Вообще, любил ли я ее? Может быть, это была просто тяжелая, некрасивая страсть, от которой травятся и убивают соперников? Я был в то время (когда поступил в лицей и познакомился с ней) очень застенчив, угрюм, некрасив; девушки меня не любили. Про таких говорят грубо, но верно: ему даже его правая рука не дает. Став звездой в лицее (Всероссийские олимпиады по литературе, затейливость прозы, личное обаяние актерства – мое лицейское лицедейство там помнят до сих пор, сардоническое чувство юмора, наконец, любимое женщинами), я изменился во всем, но она ко мне изменилась не сразу. Маленькая, с развитой грудью, с темной веснушчатой кожей и резким, хриплым голосом, она была далека от идеалов красоты. Но кому нужны идеалы, когда рядом ходит и раздраженно теребит сумку сама женственность.

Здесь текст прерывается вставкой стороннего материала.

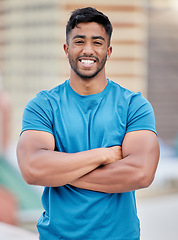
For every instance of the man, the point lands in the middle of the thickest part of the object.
(89, 141)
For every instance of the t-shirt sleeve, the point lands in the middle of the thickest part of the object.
(38, 114)
(140, 114)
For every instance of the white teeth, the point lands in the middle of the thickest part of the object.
(87, 61)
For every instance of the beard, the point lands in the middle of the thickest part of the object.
(85, 74)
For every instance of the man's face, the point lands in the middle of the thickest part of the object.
(87, 49)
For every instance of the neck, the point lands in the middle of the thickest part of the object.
(88, 86)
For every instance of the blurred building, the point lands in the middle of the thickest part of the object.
(32, 34)
(144, 56)
(163, 67)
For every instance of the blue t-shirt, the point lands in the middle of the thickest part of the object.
(80, 123)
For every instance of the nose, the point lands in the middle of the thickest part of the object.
(88, 49)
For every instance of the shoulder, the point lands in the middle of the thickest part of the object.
(127, 95)
(46, 97)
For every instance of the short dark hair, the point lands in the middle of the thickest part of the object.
(88, 14)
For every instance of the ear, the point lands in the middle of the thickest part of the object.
(109, 51)
(66, 49)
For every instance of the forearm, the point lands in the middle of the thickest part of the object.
(134, 171)
(117, 177)
(50, 168)
(41, 165)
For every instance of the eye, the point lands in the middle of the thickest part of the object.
(79, 42)
(97, 43)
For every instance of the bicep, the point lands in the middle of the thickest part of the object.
(143, 147)
(32, 141)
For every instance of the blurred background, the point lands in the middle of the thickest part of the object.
(145, 59)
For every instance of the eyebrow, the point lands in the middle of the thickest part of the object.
(83, 37)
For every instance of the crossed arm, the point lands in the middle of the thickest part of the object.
(113, 169)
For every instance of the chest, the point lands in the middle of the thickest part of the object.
(84, 125)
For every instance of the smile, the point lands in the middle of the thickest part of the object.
(87, 63)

Она была дочерью какого-то известного сибирского не то золотого, не то лесного короля. В лицее был принят «официально-деловой» стиль одежды, и острые углы белого воротника, острые носы туфель и острые линии сумки хорошо отражали ее суть: острость (есть ли такое слово?), колючесть. Невзлюбила она меня сразу. Возненавидела: завидев меня, демонстративно шла прочь, брезгливо шипя мою непростую фамилию. Я же в ответ любовался ею и презирал ее, и улыбка от этого у меня выходила кривенькая, жалостливая.
Мы были в одном классе. Училась она средне, беря усидчивостью. Ни талантов, ни склонностей, ни увлечений в нашей насыщенной и сложной лицейской программе за ней не замечалось. По-русски писала плохо и с ошибками. Я дополнительно презирал ее за это, потому что главной моей эрогенной зоной с рождения был язык. Тот единственный, главный поцелуй… нет, нельзя так скоро.

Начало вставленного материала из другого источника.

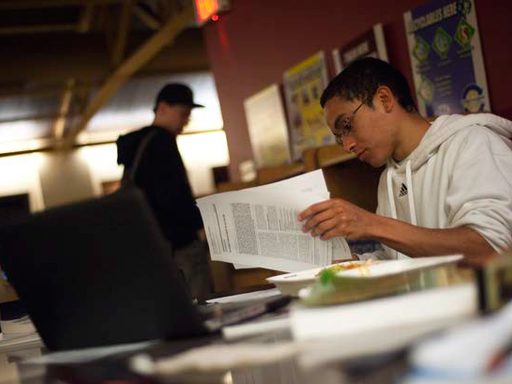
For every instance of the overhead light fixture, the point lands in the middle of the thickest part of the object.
(208, 10)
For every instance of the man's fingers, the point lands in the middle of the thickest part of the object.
(314, 209)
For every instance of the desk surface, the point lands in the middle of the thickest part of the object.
(386, 366)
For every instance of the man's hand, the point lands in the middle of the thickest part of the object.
(337, 217)
(201, 234)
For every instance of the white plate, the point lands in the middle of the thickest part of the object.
(291, 283)
(394, 267)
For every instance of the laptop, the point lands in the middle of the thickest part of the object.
(99, 272)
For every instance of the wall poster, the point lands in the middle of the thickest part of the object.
(370, 44)
(446, 56)
(266, 121)
(303, 86)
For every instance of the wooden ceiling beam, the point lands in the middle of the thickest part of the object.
(142, 55)
(65, 103)
(123, 31)
(39, 4)
(147, 18)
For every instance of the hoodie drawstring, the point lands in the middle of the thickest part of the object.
(410, 197)
(389, 180)
(410, 193)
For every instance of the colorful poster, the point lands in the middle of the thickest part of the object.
(446, 57)
(369, 44)
(266, 121)
(303, 86)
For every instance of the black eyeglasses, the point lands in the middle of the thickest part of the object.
(343, 127)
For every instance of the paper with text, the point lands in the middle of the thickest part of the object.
(258, 226)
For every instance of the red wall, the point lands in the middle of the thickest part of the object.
(251, 46)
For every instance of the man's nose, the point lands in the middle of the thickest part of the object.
(349, 143)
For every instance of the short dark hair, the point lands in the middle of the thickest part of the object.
(361, 79)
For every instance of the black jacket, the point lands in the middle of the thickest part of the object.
(162, 176)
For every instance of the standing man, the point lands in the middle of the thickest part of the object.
(447, 186)
(162, 177)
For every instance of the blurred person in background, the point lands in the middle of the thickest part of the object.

Постойте, вот фотография: удивлены? Калмыцкие скулы, курносый нос, маленькие глаза. Вот губы, губы у нее были замечательно мягкие, теплые. Пожалуй, ушки еще ничего, но как можно влюбиться в женские ушки? Кроме ушек и губ, должно быть что-то еще. В ней и было это что-то. Восхитительные морщинки около грубого, капризного рта, теплый и искренний смех маленькой ведьмы, совершенно черные, почти без белков, глаза, родинки на груди, хрупкие худые ключицы, костлявые большие колени. Никаких пошлостей вроде ямочек, округлостей и упругостей.

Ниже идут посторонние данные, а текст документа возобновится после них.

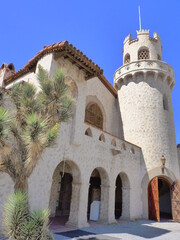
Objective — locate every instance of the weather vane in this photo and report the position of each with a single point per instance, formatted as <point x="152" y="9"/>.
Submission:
<point x="139" y="18"/>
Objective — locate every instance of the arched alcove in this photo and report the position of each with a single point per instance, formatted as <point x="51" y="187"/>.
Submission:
<point x="98" y="195"/>
<point x="88" y="132"/>
<point x="143" y="53"/>
<point x="63" y="195"/>
<point x="122" y="196"/>
<point x="93" y="115"/>
<point x="102" y="138"/>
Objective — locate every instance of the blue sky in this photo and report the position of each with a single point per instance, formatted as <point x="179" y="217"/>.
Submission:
<point x="96" y="27"/>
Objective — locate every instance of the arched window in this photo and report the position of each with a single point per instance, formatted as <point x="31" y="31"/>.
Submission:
<point x="94" y="115"/>
<point x="159" y="57"/>
<point x="127" y="59"/>
<point x="102" y="138"/>
<point x="143" y="54"/>
<point x="88" y="132"/>
<point x="165" y="102"/>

Ответное чувство, сначала в виде любопытства, в ней начало проявляться примерно через полгода нашей учебы в одном классе, напоминавшей сожительство двух медведей в тесной берлоге, уязвленных квартирным вопросом. Словно устав ненавидеть, она решила посмотреть, что же я за насекомое, и увидела, что я не так уж противен. К тому же, говорю, стала расти моя лицейская слава литературного вундеркинда, что само по себе не могло не вызывать интерес. Правая рука школьной администрации!.. Война перешла в новую фазу: мы стали общаться – неловко, глупо, с зашкаливающим обоюдным сарказмом, словно делая друг другу одолжение, и неизменно, заканчивая разговор, она при всех громко говорила какую-то гадость в мой адрес. Так, однажды в столовой я, поперхнувшись гречневой кашей, пошутил, что гречка «не пошла», а она после этого произнесла нечто отвратительное в своей лживости о том, что я якобы сопьюсь. И показала язык. (Увидев меня в Москве в свой последний приезд, она грустно сказала, будто убедившись в чем-то: «Ну вот, я же говорила».)